And then, there’s the stuff you need to discuss with him! You’re holding so much in, probably because both of your attempts at communication in the past have been frustrating and hurtful. But the lack of truthful, honest, excruciating talks has led to the only thing that can fill the void: assumptions. You are assuming a whole heaping boatload about this man that you’ve been with for seven years. Part of these hypotheses are that drugs and alcohol make people cheat. They don’t. I want to be unequivocal on this point: Drugs and alcohol do not lead to cheating. I have had a lot of drinks in my life, and I’ve never cheated. Millions of people across history have cheated while sober. Please, do yourself the favor of unlinking the two. The only thing that makes people cheat is this: They want to cheat. If you don’t trust your partner, you need to figure out what it is about him and yourself that makes you believe that. What makes you feel insecure? What could your partner be doing to reassure you or show he cares more? What do you feel you’re lacking? Someone who wants to cheat on you but doesn’t have the option because they’re sitting at home is not better than a partner who wants to cheat on you but has the chance because they go out. If you honestly think he wants to be unfaithful, you shouldn’t be with him. There is no such thing as accidental infidelity. Unless your boyfriend is going to masquerade balls with your identical but evil twin, that isn’t a thing. I’m not suggesting that you can’t put up boundaries with a partner or ask for them to do certain things that make you feel more secure. I’m suggesting that if your partner wants to cheat, they will, and that’s the problem. Not the option, the desire.

I think you need to work through that thought process and that self-doubt whether you stay with this person or not. So far, it doesn’t seem that he’s given you any reason to think he’s cheating other than… not being around you. The problem, as I see it, is that this guy doesn’t make you feel loved, and neither of you know how to ask to be cared for in the ways you need. And those ways might be incompatible, which I think you both kind of suspect, so you avoid talking about the topic even more, because it’s only going to lead to the conclusion that you two probably need to break up.

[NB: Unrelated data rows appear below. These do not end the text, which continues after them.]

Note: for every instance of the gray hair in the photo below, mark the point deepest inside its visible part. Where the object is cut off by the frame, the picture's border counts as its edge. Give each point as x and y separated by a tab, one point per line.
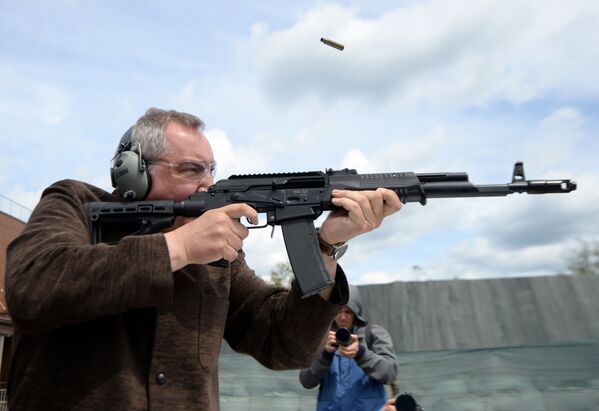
149	130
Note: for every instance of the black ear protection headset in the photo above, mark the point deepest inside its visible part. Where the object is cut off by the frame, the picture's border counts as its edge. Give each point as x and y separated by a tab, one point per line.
129	172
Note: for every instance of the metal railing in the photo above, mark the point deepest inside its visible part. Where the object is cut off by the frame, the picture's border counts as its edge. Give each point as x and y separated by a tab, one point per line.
15	210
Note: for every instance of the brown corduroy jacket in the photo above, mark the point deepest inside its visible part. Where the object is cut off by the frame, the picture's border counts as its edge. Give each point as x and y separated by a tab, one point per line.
110	327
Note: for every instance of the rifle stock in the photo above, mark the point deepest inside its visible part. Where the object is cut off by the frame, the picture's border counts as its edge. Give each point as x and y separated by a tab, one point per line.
294	201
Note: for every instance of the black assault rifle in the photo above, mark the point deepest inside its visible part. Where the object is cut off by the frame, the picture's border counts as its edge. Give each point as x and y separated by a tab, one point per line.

And I think you do. This relationship has given you a lot — it wouldn’t have lasted for seven years if it didn’t. You two both loved one another, and that isn’t erased by this ending. You’re right that you two don’t have the same timeline or values right now, and that’s a perfectly good reason — a great reason even — for this relationship to end, but I urge you to learn from it. Learn what went wrong and what you could do differently to be with someone that actually is on your timeline, yes, but also to be with someone that you trust — not just someone you trust to not cheat, but someone you can open up to, to talk to, to expose your wants and needs and insecurities and fantasies to. None of these seven years was or is a waste. It’s your life. You can’t waste your life; it’s impossible. But you can make choices that will lead you to new, happier, fuller directions. And I hope you do that.